893.1
Knowing the Right Measure - How Class Matters in Bodily Practices (the German experience)

Thursday, 19 July 2018: 08:30
Location: 201F (MTCC NORTH BUILDING)
Oral Presentation
Paula Irene VILLA, LMU Munich, Germany
In sociological debates regarding embodiment, it has become common sensical to state that bodily practices (such as quantification, self-presentation, fitness, sports, cosmetic surgery, etc.) follow the governmental imperative of explicit (self-)optimization. While this is surely true in an empirical sense, I argue that this is not the whole empirical picture. Based on own research regarding a) cosmetic surgery and b) quantified self-monitoring in relation to food and fitness (in the German context), I will argue that class/status and according capital (in the Bourdieu'an sense) do matter. In our research (group discussion on cosmetic surgery along milieus, and ANT oriented participant observation with self-tracker and life loggers; both in Germany), we have found that the ethic of aesthetics - e.g. what is considered as 'good' bodily practice or how people judge others through an evaluation bodily practices etc. - follow distinctive milieus and structural positioning.

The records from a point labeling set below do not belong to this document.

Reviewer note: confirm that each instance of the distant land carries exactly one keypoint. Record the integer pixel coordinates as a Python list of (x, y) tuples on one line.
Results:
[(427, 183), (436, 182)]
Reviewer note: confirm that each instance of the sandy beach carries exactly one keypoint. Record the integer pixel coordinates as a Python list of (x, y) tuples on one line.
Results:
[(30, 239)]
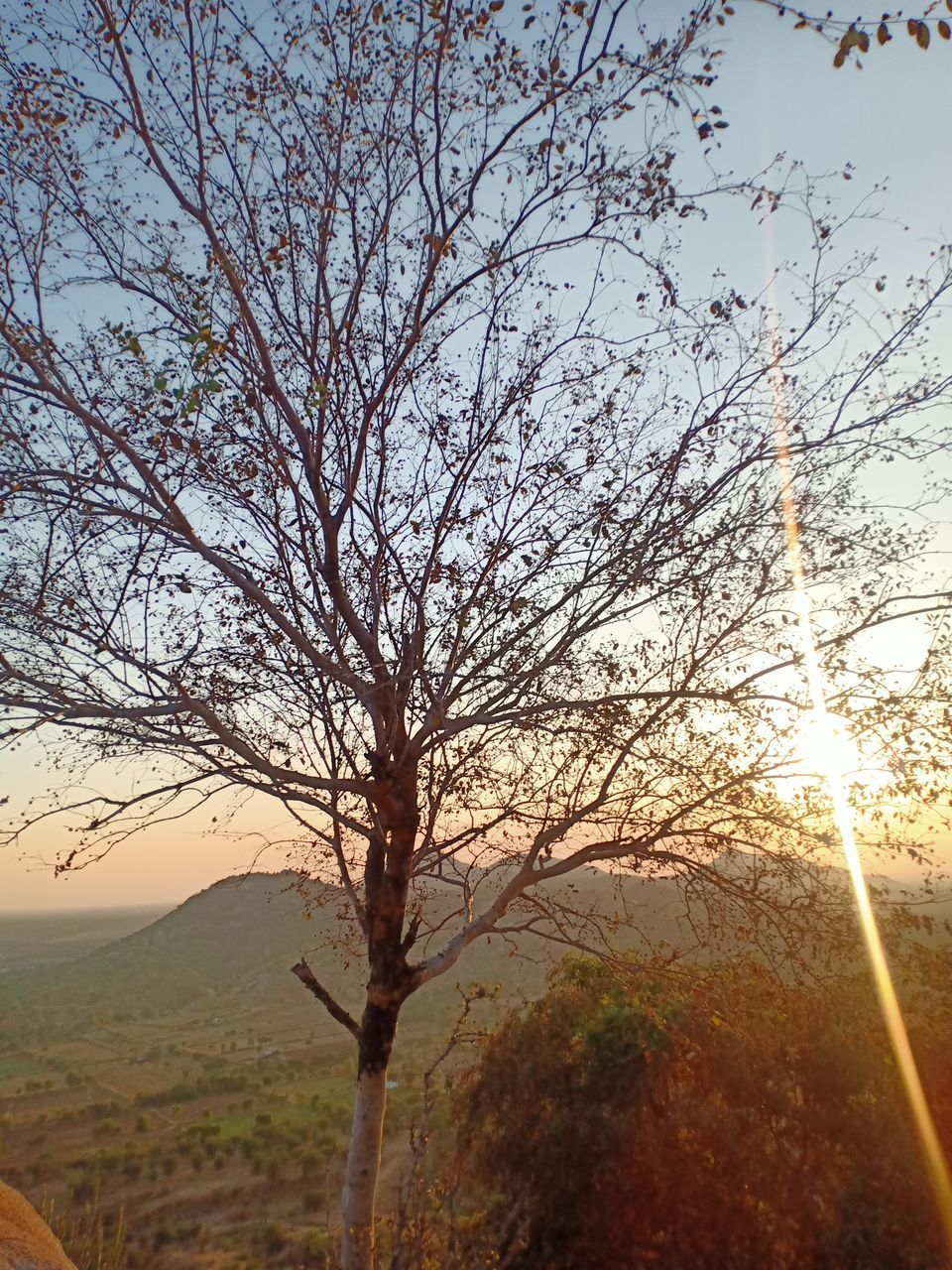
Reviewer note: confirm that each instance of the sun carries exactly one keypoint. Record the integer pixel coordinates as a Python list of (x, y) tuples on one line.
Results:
[(828, 749)]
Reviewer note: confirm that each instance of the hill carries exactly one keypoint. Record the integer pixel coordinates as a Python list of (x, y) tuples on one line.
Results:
[(232, 947), (234, 944)]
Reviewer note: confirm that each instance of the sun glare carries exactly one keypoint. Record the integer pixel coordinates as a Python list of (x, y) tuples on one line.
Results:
[(833, 753)]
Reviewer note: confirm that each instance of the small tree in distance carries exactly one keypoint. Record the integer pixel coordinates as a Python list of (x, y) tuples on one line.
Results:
[(359, 449)]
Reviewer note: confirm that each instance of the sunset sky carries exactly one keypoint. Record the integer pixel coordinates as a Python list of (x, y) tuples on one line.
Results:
[(779, 93)]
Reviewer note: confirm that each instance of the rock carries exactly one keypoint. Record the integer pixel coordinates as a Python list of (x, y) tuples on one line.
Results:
[(26, 1239)]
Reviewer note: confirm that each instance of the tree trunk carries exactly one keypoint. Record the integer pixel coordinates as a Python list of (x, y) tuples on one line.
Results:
[(386, 881), (362, 1170)]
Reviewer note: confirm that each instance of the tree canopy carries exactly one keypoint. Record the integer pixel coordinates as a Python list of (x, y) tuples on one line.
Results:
[(362, 448)]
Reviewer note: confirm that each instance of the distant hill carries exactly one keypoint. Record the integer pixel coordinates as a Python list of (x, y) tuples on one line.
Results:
[(238, 940)]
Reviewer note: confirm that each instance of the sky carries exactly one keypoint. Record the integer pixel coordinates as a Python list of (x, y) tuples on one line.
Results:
[(779, 94)]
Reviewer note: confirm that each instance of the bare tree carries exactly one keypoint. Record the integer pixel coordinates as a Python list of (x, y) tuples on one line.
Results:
[(359, 449)]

We further found that a core concept of such aesthetic/ethical arguments is the seemingly common-sensical reference to "the right measure". In our material, the "right measure" constantly reappears as signifier (Derrida) for a specific truth. Further, we found that people articulate diffuse uneasiness and even critique of current political and social conditions - such we might label as neoliberal governmentality - through narratives of micro political embodiment practices (such as laziness, sloppiness, leaky bodies, etc.)
Beyond the presentation of the empirical studies and according results in detail, in my presentation I hope to open a debate over class and (intersectional) inequality on practices of embodiment.